Following each step, Data Mart does what it needs: organizes blocks, guarantees governance, automates flow and keeps everything aligned with the areas. And for this real structure, it is the choice of the platform and the BI tools that closes the cycle . This is what we will detail now, keep following!
Platforms and BI: Where Data Mart comes to life
When everything is built and organized, the time comes to put this data to really run . And that's where two fundamental layers come in:
- cloud infrastructure , which guarantees storage, processing and scalability;
- And Business Intelligence ( Bi ) tools, which turn it all into dashboards , clear reports and views, ready for those who decide.

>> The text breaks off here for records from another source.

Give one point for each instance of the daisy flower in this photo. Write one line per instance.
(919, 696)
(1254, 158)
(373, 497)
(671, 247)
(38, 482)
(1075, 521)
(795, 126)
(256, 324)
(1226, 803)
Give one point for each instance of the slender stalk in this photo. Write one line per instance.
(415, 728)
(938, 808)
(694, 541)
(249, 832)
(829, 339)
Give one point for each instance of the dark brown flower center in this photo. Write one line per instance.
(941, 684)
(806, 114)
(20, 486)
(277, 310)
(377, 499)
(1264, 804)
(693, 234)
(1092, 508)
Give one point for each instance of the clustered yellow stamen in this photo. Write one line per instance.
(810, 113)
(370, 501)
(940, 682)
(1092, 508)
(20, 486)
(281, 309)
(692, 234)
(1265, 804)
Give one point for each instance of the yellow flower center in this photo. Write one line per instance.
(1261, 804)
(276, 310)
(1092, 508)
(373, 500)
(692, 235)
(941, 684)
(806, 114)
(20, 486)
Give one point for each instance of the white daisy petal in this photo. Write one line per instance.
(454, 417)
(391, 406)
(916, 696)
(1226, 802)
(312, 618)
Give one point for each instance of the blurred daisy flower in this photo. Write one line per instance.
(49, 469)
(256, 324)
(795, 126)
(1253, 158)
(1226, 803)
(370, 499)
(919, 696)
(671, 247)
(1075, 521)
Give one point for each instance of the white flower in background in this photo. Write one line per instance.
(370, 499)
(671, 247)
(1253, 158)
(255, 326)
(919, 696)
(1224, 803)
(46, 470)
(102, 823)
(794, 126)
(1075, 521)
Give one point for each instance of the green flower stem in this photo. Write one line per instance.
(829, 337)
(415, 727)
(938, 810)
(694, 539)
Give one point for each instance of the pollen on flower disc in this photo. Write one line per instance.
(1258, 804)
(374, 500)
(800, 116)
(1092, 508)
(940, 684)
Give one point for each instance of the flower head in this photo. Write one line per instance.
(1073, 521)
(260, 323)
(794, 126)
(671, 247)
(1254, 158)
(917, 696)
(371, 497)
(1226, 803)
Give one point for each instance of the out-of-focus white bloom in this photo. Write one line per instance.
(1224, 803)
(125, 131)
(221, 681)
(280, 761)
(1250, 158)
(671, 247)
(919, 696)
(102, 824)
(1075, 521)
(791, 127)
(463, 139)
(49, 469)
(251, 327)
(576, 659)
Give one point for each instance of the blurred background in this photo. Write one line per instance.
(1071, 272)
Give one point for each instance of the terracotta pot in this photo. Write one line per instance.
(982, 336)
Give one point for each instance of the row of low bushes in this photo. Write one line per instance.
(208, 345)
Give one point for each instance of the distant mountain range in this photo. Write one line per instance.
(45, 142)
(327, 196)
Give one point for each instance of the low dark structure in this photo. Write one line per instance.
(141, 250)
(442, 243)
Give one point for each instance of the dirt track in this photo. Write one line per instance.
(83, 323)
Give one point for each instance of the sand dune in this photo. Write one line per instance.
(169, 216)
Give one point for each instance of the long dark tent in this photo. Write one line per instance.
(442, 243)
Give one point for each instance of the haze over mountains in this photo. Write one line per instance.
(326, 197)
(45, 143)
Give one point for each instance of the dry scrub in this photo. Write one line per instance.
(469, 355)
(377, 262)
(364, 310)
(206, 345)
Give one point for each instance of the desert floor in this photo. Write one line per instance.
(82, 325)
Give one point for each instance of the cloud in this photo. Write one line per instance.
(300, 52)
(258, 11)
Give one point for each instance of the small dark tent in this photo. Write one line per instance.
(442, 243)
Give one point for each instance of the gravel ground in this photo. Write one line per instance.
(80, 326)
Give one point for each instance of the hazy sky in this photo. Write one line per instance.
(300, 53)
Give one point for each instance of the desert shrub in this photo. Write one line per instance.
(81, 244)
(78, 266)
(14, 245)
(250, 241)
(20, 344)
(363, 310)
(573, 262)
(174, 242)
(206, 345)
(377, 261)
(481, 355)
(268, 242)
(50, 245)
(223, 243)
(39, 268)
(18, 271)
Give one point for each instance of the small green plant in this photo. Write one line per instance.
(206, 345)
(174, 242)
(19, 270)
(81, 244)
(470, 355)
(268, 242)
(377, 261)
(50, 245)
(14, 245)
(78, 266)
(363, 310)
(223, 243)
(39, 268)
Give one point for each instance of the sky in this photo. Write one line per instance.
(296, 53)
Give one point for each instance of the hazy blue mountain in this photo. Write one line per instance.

It is robust base combination takes the data Mart of the backoffice and puts living information on the table of those who need to have the right one at the right time.
Then we approach a little more about them.
Cloud platforms ( snowflake , bigQuery , Redshift , Synapse )
Today, hardly a date Marthe is supported outside the cloud . After all, it is like a “fertile ground” where data Mart grows without physical limit. This is where the data blocks are stored, processed and ready to run heavy queries, even when demand fires.
Platforms like Snowflake , Google BigQuery , Amazon Reshift or Azure Synapse Analytics are the most chosen today because they help the business climb without investing in internal servers . With them, companies pay for actual use, adjust processing according to demand and integrate everything with pipelines , simply.
Each one has its asset:
- Snowflake : It is flexible to separate processing and storage, useful for those dealing with consultation peaks;
- BigQuery : Works on demand; Good to avoid waste when use is variable;
- Redshift and Synapse : Made the lives of those who already run services at AWS and/or Microsoft .
More important than the brand, it is knowing which platform makes sense for the volume of data, the flow of consultations and the level of security that the business needs today, and in the future .
BI Tools ( Power BI , Tableau , Looker , Metabase )
If the cloud is the terrain, BI is the showcase: this is where the structured data becomes insight , report and practical response in the hand of those who decide.
Next, we list the most used tools, which translate data blocks into dashboards and easy to explore analyzes:
- Power BI : known for native integration with the Microsoft and ready -to -use interactive reports;
- Tableau : Strong in advanced views and rich panels to explore data crosses;
- Loaking for BI : Highlight for integrated analysis in cloud data environments, with centralized governance;
- Metabase : Open Source to create dashboards , with lower input cost.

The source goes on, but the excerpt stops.